There are no admission fees. Participants mainly provide enthusiasm (or homemade jam, or lap dances, or ukulele serenades), and get to soak in a hot tub or share a smoke in the Jesus Christ Hookah Bar. The proprietors exchange their time, money and artistic energy for the distinctive euphoria of seeing people interact with an environment of their own creation.
“For one night, we make an autonomous neighborhood,” said Lost Horizon Night Market co-founder Mark Krawczuk, who enjoys spurring people to act on their creative desires. “I get a kick out of seeing people do stuff. I’ve got 40 people into the game … got people who’ve never done installation art before to do it.”
Part 21st-century street carnival, part Burning Man-style artgasm, the Night Market is an empirical example of the participatory culture movement. To potential proprietors, the scale of a project in a 10-foot by 14-foot or 24-foot space is liberating in its constraints.
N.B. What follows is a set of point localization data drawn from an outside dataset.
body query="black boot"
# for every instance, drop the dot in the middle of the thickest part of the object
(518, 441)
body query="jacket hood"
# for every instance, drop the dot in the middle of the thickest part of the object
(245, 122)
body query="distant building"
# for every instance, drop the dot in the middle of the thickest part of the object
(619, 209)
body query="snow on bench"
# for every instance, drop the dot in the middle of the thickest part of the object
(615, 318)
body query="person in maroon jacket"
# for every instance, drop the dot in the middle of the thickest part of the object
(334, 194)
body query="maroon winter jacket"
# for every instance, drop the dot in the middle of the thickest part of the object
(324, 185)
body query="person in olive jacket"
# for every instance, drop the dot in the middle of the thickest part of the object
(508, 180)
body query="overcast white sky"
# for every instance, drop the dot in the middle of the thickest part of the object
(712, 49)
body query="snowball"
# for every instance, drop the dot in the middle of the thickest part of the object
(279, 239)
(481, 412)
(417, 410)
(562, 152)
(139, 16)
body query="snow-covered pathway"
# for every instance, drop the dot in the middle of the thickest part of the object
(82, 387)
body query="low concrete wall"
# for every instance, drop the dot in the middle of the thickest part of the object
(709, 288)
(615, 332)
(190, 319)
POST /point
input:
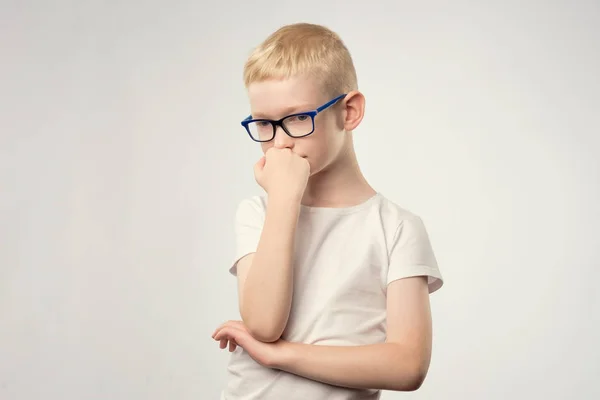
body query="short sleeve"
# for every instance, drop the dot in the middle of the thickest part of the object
(249, 221)
(411, 254)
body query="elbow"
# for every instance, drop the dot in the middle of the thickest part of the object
(412, 379)
(264, 334)
(263, 331)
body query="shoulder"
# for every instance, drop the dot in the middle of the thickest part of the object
(397, 216)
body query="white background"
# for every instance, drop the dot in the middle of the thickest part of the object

It’s small enough to visualize a project, big enough to do something with impact, and open-ended in a way that seems to immediately spark flurries of ideas from those who hear of it.

Third Time’s a Charm

Last weekend’s Night Market was the third. Prior gatherings have included an erotic pastry truck, a 3-D Twister truck, a sock hop, a tea house, a pinhole-camera studio, a little big-top circus truck and a blindfold robotic gamelan truck. Aboard the Happy Birthday truck, participants entered a psychedelically joyous little world where everybody got a cupcake, a party hat and a rendition of the familiar song that never failed to crack up people waiting outside.
There’s been an actual strip club with mirrored walls, brass pole and real-deal strippers taking fake dollars in their G-strings. And the racket never ended in the Smash Truck, where a throng on one side of a thick Plexiglas wall screamed “Smash! Smash! Smash!” as participants on the other smashed the bejeezus out of televisions, Hummels and computer parts with a baseball bat.
Mark cook
Lost Horizon Night Market co-founder Mark Krawczuk serves noodles in the truck that started it all.
Photo: Rebecca Letz
The most recent Night Market took place Saturday. By 9:15 p.m., an otherwise desolate street along a freight-rail line in Bushwick was alive with the squeal of screw guns, banging lift-gates and urgent directives. Rental-truck roustabouts in cowboy outfits and wedding gowns pull-started generators, and as the last of the trucks arrived, Krawczuk, 37, finished up his duties as head parking attendant. He took off his orange vest and put on a chef jacket. It was time for him to start cooking noodles. The Night Market began with one truck Krawczuk used as a prank on the 2008 Burning Man Decompression event in New York. Intrigued, Krawczuk’s co-conspirator Kevin Balktick, 26, was drawn in, and together they grew the Night Market to an 11-truck affair in September 2009, and then to more than 20 trucks in last January’s event. Neither claims control of the event, calling themselves only “Those Who Choose the Place and Time.”
As communications chief, Balktick sets a high bar for proprietors by example, turning informational symposiums for potential proprietors into mystical and adventurous gatherings set in church attics and historical society libraries. For attendees, the bar is set by proxy. In an e-mail to proprietors about soliciting donations he writes, “Please don’t turn anyone away for want of funds. Ask them to sing you a song, do a silly dance, make you a picture, help you move next weekend, etc. Create an exchange of some kind.”